Interview mit Joachim Król
Joachim Król als ein in Fell gehüllter, norwegischer Fallensteller? Eine Rolle, die ihm nicht zu passen scheint? Genau das paßt ausgezeichnet zum Film "Die Stunde des Lichts", denn der Trapper Lars ist ja keineswegs der rauhe, heldenhafte Macho, den die niederländische Touristin Ellen erwartet hatte. Schon beim Aufbau eines einfachen Gasbrenners verzweifelt Lars, sein Schlauchboot ist konstant undicht und irgendwann gehen ihm sogar die Schlittenhunde durch.

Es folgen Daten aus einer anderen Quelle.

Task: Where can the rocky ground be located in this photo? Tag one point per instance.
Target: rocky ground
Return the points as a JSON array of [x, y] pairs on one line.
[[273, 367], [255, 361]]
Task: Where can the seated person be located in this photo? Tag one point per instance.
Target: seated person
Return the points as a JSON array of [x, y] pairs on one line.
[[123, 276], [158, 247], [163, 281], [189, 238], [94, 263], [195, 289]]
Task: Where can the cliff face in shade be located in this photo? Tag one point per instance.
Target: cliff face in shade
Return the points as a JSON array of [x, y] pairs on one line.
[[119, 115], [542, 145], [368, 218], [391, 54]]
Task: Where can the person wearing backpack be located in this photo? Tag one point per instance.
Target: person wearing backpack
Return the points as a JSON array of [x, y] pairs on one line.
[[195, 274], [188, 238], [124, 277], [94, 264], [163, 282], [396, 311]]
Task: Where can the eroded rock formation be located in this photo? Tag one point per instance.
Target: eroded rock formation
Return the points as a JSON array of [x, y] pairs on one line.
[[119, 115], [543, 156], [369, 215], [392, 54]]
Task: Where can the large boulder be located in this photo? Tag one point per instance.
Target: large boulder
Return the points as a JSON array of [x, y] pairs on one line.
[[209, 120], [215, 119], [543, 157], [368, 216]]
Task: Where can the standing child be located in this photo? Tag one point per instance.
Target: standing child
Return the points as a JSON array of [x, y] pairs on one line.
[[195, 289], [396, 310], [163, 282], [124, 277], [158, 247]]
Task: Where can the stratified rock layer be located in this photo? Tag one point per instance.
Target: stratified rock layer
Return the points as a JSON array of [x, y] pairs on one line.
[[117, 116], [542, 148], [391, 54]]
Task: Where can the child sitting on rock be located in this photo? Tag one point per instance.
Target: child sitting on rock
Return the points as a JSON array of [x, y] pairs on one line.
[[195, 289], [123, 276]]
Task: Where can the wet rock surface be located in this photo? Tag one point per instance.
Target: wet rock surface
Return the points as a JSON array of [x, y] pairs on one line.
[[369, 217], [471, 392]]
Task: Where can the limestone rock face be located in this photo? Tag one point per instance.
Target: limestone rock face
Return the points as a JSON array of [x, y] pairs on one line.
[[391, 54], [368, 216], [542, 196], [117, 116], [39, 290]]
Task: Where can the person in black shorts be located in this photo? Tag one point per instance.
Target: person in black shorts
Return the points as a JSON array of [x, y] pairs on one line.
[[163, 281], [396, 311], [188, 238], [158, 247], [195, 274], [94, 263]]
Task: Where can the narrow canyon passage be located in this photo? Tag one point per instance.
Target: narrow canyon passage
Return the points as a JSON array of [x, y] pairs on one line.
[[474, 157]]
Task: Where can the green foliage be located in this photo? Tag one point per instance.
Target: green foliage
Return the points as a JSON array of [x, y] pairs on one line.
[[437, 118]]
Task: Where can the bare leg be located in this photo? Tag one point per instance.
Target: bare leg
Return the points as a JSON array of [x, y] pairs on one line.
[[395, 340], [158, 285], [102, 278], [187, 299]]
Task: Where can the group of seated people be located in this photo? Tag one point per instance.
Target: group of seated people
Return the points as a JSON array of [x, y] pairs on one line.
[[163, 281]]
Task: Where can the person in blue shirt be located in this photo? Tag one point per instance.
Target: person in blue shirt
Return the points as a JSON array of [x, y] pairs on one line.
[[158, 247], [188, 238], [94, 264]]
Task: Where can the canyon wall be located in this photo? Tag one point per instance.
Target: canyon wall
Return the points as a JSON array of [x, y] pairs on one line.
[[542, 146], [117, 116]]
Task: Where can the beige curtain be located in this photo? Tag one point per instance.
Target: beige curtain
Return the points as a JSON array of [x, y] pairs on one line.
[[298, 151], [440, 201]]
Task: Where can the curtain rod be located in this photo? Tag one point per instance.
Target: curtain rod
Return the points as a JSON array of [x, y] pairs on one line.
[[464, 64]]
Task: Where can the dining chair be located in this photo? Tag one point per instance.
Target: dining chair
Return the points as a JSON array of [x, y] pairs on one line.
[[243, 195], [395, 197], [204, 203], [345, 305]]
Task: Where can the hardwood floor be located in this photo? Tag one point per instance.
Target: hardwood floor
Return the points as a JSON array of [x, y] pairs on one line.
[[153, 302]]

Am 17. Juni 1957 wurde Joachim Król in Herne geboren. Ruhrpott und Vater prägten einen Fußballfan, der an der Otto-Falckenberg-Schule in München die Schauspielkunst erlernte und später auf mehreren Bühnen spielte. Król begann 1983 beim Film: "Mein Karriere startete ähnlich wie ein Pelikan: Der muß erst mal Tempo machen, löst sich langsam aus dem Wasser und bekommt dann später richtig Schwung."
Spätestens seit seinen Auftritt als Kipp in Detlev Bucks komödiantischem Road Movie "Wir können auch anders" ist Joachim Król als einer der beliebtesten Darsteller der Republik ins Blickfeld gerückt. Etwas linkisch, stotternd redselig und ungemein freundlich fuhr Kipp mutig hinaus in die weite Welt. Króls Darstellung wurde mit seinem ersten Bundesfilmpreis gewürdigt. Dann kam "Der bewegte Mann". Król spielte den schwulen Norbert Brommer, der hinter den Supermacho Axel (Til Schweiger) her ist. Ein weiterer Höhepunkt in Króls Karriere war der umworbene Schriftsteller Jacob Windisch in "Rossini". Menschenscheu genoß Windisch im Hinterzimmer des Restaurants und stand doch im Mittelpunkt aller Begehrlichkeiten. Fast eine Folie der momentanen Situation des erfolgreichen und begehrten Schauspielers Król.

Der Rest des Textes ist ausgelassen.